--add_tweettok
Switch
--add_tweettok
Description
Use Carnegie Mellon University's TweetNLP tokenizer to create a tokenized version of the message table.
Argument and Default Value
None
Details
This will create a table called TABLE_tweettok (where TABLE is specified by -t) in the database specified by -d. The message column in this new table is a list of tokens.
Example on one message
Original message:
"@antijokeapple: What do you call a Bee who is having a bad hair day?
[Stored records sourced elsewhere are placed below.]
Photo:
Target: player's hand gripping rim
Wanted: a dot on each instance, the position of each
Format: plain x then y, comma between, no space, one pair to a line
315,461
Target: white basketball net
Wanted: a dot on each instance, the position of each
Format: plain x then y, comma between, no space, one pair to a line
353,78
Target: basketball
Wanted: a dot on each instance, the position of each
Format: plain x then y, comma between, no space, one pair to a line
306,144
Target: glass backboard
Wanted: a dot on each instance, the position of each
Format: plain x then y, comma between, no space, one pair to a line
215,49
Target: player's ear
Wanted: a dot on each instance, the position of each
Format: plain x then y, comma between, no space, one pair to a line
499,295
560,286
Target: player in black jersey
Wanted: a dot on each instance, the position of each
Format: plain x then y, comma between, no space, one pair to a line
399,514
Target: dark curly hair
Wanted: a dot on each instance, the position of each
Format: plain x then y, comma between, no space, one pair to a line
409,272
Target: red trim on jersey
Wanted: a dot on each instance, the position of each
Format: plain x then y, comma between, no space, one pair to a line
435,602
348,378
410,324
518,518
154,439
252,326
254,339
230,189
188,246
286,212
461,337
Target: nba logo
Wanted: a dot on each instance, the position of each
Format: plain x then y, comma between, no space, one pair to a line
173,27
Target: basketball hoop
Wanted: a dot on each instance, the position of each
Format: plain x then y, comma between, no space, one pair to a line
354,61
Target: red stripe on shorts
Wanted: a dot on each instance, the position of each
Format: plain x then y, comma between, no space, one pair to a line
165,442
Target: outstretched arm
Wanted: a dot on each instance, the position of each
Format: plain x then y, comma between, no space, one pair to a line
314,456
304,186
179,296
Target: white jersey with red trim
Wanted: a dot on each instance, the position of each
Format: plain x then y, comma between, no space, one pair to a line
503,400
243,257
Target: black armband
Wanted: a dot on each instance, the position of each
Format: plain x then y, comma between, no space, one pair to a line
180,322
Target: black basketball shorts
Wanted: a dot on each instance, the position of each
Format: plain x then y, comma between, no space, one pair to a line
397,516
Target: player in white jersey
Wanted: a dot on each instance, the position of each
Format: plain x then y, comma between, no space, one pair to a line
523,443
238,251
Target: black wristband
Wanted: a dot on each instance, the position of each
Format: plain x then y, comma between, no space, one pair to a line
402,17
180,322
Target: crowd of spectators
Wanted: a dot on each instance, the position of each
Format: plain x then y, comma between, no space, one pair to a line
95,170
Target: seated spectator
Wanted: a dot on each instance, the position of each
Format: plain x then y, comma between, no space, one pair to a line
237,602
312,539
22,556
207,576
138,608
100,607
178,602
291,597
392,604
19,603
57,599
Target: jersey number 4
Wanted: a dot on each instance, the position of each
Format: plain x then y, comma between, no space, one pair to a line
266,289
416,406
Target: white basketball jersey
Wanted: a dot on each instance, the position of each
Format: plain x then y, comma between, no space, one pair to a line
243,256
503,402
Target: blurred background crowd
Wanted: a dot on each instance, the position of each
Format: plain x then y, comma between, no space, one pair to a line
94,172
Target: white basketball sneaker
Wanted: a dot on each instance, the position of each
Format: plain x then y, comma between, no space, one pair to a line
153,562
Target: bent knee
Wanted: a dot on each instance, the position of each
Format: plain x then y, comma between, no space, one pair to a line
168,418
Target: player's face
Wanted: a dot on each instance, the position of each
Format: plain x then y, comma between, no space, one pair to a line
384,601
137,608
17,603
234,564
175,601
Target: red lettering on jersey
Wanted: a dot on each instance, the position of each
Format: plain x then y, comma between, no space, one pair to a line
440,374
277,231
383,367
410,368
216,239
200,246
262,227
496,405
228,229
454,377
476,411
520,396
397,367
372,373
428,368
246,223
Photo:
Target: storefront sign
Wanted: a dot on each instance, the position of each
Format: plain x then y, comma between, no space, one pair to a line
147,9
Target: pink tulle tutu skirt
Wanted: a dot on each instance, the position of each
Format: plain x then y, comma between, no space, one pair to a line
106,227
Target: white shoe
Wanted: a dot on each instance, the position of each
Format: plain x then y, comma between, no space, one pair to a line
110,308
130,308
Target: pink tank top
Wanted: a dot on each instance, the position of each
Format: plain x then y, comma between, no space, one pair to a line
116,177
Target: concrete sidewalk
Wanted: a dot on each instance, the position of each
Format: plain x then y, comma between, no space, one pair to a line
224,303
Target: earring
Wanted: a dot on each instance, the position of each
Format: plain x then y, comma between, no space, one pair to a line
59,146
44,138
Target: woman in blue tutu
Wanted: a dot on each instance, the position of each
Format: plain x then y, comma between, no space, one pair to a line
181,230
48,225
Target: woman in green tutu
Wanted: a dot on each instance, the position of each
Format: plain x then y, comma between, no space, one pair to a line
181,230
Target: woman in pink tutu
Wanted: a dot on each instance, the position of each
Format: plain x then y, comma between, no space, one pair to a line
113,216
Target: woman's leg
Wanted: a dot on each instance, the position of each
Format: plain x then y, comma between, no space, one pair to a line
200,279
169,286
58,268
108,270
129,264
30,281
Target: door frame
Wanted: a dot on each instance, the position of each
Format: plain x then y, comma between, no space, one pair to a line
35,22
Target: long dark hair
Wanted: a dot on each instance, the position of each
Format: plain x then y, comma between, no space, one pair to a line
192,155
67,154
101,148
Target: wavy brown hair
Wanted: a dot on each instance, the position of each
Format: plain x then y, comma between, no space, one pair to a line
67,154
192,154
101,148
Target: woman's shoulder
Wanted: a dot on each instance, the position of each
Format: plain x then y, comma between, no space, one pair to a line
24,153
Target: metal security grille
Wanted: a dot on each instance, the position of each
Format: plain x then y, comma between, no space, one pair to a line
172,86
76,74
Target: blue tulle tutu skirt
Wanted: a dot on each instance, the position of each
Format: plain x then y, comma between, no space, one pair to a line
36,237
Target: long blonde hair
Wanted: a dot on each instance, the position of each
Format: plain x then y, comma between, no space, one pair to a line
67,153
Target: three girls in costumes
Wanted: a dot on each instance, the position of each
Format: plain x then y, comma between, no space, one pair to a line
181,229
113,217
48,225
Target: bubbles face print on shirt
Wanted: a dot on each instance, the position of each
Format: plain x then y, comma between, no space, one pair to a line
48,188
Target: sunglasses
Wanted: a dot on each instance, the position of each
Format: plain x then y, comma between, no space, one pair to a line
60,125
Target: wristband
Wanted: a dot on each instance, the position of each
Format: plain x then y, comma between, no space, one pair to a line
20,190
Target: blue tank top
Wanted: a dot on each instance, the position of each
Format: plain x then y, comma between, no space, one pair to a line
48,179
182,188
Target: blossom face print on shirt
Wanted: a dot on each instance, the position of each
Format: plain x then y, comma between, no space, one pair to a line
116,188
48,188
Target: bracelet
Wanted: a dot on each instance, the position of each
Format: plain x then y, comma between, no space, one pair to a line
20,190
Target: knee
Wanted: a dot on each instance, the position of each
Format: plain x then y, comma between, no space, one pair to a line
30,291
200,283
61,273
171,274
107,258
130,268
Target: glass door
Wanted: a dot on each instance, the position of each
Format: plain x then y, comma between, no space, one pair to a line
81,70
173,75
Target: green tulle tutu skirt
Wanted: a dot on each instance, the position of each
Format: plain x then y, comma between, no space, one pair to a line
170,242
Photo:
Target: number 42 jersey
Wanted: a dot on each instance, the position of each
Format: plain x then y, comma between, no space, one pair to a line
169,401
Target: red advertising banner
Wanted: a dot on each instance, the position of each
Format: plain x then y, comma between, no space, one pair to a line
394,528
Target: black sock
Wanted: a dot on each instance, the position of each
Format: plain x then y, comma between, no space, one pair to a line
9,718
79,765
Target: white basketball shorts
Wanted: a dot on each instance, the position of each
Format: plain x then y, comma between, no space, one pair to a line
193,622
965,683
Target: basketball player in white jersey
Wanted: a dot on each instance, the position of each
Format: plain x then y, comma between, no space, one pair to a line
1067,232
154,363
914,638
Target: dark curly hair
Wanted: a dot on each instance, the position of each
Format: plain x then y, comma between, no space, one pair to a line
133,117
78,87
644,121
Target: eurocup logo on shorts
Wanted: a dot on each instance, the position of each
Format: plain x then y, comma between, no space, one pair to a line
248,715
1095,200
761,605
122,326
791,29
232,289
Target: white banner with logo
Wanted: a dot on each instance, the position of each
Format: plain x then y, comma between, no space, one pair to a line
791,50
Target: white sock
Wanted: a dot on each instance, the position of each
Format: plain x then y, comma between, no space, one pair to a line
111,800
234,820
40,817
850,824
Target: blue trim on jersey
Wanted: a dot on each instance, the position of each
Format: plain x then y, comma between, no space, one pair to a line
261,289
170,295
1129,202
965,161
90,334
A Frisbee." Hahah.
Tokenized message:
["\"", "@antijokeapple", ":", "What", "do", "you", "call", "a", "Bee", "who", "is", "having", "a", "bad", "hair", "day", "?", "A", "Frisbee", ".", "\"", "Hahah", "."]
Other Switches
Required Switches:
Example Commands
# creates the table msgs_tweettok
./dlatkInterface.py -d dla_tutorial -t msgs -c message_id --add_tweettok
mysql> select message from msgs_tweettok limit 1;
+--------------------------------------------------------------------------------------------------------------------------------------------------------------------------------------------------------------------------------------------------------------------------------------------------------------------+
| message |
+--------------------------------------------------------------------------------------------------------------------------------------------------------------------------------------------------------------------------------------------------------------------------------------------------------------------+
| ["can", "you", "believe", "it", "??", "my", "mom", "wouln't", "let", "me", "go", "out", "on", "my", "b'day", "...", "i", "was", "really", "really", "mad", "at", "her", ".", "still", "am", ".", "but", "i", "got", "more", "presents", "from", "my", "friends", "this", "year", ".", "so", "thats", "great", "."] |
+--------------------------------------------------------------------------------------------------------------------------------------------------------------------------------------------------------------------------------------------------------------------------------------------------------------------+